He knows this business inside and out having been CEO from 1997 to 2016, during which he successfully led Shoe Zone’s organic and acquisitive growth.
His brother and chief operating officer (COO) Charles Smith will assume the role of interim executive chairman and there is continuity in terms of overseeing the numbers, since as Jonathan Fearn will stay in post as finance director.
LOSING ITS FOOTING
Compounding the pressure on the share price this morning is a warning full year profits are expected to be below management’s expectations. Shoe Zone explained that while Big Box, its larger out of town retail format, and the digital growth element of its strategy are ‘progressing strongly’, in the short term, ‘their performance has been offset by the tough high street trading environment’.
Shoe Zone’s high street business, consisting of around 460 stores, has recently struggled with the UK consumer pulling in its horns and high street footfall dropping in July as the structural shift to the internet continues apace.

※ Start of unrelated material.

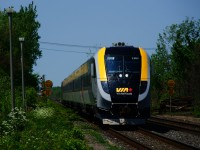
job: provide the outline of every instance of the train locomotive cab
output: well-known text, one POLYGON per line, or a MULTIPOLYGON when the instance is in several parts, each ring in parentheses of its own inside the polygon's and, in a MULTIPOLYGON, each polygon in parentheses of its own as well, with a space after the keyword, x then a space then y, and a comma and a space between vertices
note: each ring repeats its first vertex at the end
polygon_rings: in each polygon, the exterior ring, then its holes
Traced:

Against this backdrop, Leicester-headquartered Shoe Zone will be writing down the value of its 17 freehold properties by £3.1m to £5.3m, triggering a non-cash exceptional charge in its results for the year ending 5 October. While this property write down won’t impact on the ordinary dividend, the board doesn’t expect to pay a special dividend this year.

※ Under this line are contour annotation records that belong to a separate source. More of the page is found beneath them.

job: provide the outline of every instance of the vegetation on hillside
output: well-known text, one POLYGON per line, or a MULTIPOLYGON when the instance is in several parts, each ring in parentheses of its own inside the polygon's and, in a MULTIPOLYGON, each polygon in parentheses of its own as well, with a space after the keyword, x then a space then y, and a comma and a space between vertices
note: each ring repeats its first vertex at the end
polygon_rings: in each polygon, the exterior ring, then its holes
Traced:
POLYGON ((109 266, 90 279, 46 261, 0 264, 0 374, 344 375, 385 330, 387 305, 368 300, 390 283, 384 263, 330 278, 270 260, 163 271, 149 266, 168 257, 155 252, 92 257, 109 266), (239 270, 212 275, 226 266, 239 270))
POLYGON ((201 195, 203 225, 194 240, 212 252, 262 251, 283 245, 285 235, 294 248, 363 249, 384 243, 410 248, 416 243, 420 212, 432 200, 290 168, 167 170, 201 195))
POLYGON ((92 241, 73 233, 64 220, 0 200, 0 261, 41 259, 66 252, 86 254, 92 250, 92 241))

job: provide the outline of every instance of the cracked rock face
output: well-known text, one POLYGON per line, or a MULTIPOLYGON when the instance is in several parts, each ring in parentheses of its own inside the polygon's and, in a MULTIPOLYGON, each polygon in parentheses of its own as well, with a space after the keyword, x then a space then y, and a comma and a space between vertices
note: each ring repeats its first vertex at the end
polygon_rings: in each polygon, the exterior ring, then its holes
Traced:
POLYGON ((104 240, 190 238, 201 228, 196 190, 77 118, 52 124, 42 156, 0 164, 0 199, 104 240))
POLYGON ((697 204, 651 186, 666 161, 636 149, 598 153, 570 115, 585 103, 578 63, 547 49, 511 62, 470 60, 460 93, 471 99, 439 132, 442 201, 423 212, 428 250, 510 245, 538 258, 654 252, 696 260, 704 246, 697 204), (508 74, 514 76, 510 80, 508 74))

‘As has been widely publicised, the UK High Street is currently facing a challenging environment in which to operate,’ bemoaned Anthony Smith. ‘The pressure on the retail property market has enabled Shoe Zone to achieve an average 23.5% fall in rents on renewal and average outstanding lease length of only two years. As a consequence of this and the tough freehold property market, our freehold assets had to be revalued to represent fair value and give us future flexibility.’

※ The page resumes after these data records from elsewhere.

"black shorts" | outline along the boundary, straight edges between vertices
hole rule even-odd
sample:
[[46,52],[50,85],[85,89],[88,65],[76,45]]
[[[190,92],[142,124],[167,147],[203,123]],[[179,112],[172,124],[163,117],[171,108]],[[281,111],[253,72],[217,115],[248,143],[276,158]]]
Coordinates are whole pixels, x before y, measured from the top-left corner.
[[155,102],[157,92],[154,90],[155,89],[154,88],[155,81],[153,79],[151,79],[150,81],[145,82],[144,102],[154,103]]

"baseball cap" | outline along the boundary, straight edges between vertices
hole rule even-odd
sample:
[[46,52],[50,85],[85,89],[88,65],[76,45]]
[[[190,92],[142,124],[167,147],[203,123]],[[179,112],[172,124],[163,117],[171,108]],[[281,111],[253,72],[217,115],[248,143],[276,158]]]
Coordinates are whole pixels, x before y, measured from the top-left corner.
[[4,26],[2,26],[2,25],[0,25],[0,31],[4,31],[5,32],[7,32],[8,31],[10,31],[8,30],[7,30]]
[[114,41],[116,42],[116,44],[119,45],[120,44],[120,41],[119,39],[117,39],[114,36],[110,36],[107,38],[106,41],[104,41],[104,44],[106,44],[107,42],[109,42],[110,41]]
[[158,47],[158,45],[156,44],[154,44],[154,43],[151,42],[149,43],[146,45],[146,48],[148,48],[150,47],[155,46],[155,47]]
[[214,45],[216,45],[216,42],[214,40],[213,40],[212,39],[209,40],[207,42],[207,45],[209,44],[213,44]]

WHAT THE EXPERTS ARE SAYING
Finncap (FCAP:AIM) analyst Peter Smedley has cut his year-to-September 2019 pre-tax profit forecast by circa 14% to £9.5m following the news of difficult second half trading.
Yet he believes that ‘the strategy remains firmly on track, and the group has continued to deliver stable gross margins, tight cost control and strong focus on cash - some of Shoe Zone’s historical strengths. We reduce our target price to 220p (versus 240p) to reflect what we consider are short-term uncertain trading conditions.’
Russ Mould, investment director at AJ Bell, pointed out that Shoe Zone has been helped ‘by having some levers to pull such as securing rent reductions and closing its weaker stores. It also helped that the company sold affordable but essential products.
‘To now have a profit warning from the company would suggest the retail sector is a still a brutal place in which to operate. The high street is to blame for Shoe Zone’s woes with the company’s underperformance understood to be across all regions, product types, prices and brands.
‘A value retailer like Shoe Zone will have to rely on high volumes of sales to make money which is a problem when footfall is weak on the high street. With the economic outlook for the UK looking gloomy, life could get even harder for the company and so it will have to do everything it can to improve brand awareness, product marketing and keep a lid on costs.’